Tuesday, August 13, 2013

Bald faced Hornets

We have a nest of Bald-faced (sometimes called White-faced) hornets that we leave undisturbed. They have built a nest in the crook of our old farm wagon. It is made up of chewed wood and looks like paper, most
nests are shaped like a football - especially if hanging from a tree. Each nest contains one queen and anywhere from 100 to 700 male workers who are responsible for building and expanding the nest.

 They are an aggressive insect when disturbed - but to me, they are beneficial.

Hornets do not hover near and pollinate flowers as bees do, although the white-faced hornet are attracted to fall flowers such as the golden rod. They are not attracted to sugars in food and drink, as the yellow jackets are. They feed on insects and caterpillars.

When we first moved her, we had a screened room with a picnic table. Every day the hornets would zoom in, grab a fly and zoom out. I was amazed watching them take care of the pesky flies. And now, w
ith all of our animals around, these busy wasps eat a lot of flies.  They will fly into the barn, grab a fly and out they go...

I have been stung by them... one time on the top of my head as I walked under a nest that I hadn't seen. A good remedy for the sting is a paste of water and baking soda - less water, more baking soda.
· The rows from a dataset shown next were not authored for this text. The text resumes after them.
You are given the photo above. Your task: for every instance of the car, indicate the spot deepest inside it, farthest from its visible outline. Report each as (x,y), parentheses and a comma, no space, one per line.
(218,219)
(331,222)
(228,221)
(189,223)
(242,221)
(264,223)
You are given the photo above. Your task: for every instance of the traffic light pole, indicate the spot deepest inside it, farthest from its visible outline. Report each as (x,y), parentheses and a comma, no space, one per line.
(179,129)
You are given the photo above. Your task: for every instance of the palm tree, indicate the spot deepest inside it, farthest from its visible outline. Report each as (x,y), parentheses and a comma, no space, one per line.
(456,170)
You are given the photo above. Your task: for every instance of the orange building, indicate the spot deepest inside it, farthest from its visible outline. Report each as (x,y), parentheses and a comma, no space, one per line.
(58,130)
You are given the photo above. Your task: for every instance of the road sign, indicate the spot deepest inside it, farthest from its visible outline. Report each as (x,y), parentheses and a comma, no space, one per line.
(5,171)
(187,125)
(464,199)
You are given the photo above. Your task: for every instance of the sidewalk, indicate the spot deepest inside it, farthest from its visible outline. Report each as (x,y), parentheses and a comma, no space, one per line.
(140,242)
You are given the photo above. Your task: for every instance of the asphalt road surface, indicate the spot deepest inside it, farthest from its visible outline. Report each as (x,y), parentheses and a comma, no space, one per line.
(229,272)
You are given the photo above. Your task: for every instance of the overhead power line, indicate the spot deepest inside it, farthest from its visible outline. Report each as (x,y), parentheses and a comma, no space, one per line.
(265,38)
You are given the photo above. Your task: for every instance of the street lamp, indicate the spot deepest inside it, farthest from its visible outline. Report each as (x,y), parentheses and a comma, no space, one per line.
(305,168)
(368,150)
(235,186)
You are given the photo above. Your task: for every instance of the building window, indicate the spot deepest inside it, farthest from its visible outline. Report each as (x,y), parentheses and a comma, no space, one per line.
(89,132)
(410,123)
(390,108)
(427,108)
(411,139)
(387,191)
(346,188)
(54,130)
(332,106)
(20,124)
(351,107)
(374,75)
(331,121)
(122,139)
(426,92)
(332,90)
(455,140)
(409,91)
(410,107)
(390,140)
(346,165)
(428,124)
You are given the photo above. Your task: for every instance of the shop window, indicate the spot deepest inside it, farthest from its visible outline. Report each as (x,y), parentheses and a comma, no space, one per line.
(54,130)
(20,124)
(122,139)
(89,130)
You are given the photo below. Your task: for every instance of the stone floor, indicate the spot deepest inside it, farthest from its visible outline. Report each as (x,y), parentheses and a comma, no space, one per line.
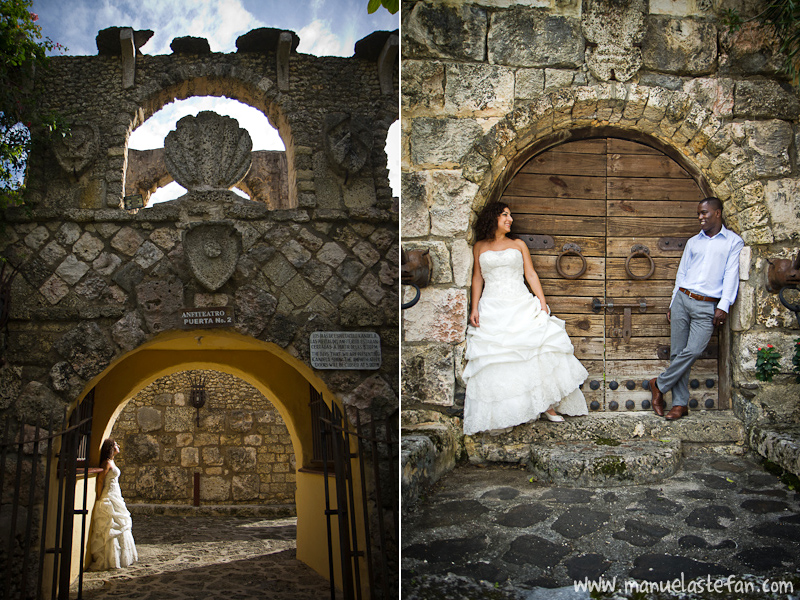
(210,558)
(493,532)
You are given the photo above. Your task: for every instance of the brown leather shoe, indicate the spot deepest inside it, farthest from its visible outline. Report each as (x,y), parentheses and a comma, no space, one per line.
(658,398)
(676,412)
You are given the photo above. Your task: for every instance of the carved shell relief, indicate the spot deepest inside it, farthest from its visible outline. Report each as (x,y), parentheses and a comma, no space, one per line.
(212,250)
(77,150)
(208,152)
(348,142)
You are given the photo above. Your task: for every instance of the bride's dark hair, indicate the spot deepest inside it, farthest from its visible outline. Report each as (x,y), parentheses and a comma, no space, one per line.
(105,450)
(486,224)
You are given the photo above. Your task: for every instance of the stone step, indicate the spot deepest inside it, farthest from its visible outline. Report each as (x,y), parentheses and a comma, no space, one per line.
(605,462)
(699,430)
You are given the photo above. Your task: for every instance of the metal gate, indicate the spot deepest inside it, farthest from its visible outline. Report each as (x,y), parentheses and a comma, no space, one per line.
(376,457)
(41,529)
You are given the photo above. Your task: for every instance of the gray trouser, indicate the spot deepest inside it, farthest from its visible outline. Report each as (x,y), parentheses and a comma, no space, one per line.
(691,326)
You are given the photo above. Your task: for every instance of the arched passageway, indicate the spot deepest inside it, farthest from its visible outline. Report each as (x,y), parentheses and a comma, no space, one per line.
(281,378)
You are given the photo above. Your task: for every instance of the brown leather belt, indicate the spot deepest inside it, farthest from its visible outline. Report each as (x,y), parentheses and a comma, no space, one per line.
(694,296)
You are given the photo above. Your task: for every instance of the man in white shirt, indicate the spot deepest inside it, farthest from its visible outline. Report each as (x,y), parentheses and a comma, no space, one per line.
(705,287)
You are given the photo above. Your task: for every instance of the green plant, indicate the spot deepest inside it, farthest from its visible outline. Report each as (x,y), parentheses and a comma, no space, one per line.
(782,18)
(23,52)
(767,363)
Within moments, the sting will feel better. (Unless you are allergic, which of course means you will need an  epinephrine injector kit - such as an Epi-Pen and go to the hospital as quickly as possible after being stung) 

For more information: Bald Faced Hornets


  1. we had an enormous nest hanging off a spirea bush last year and the hornets ignored us the whole time. we brought in the nest over the winter, it's beautiful and amazing that these creatures can make their home year in and out out of available resources . . .. though we were wondering where do they go over winter?? might you know?

    1. "As winter approaches, the wasps die, except the freshly fertilized queens. These hibernate underground, under logs or in hollow trees until spring. The nest is generally abandoned by winter, and will not be reused. When spring arrives, the young queens emerge and the cycle begins again."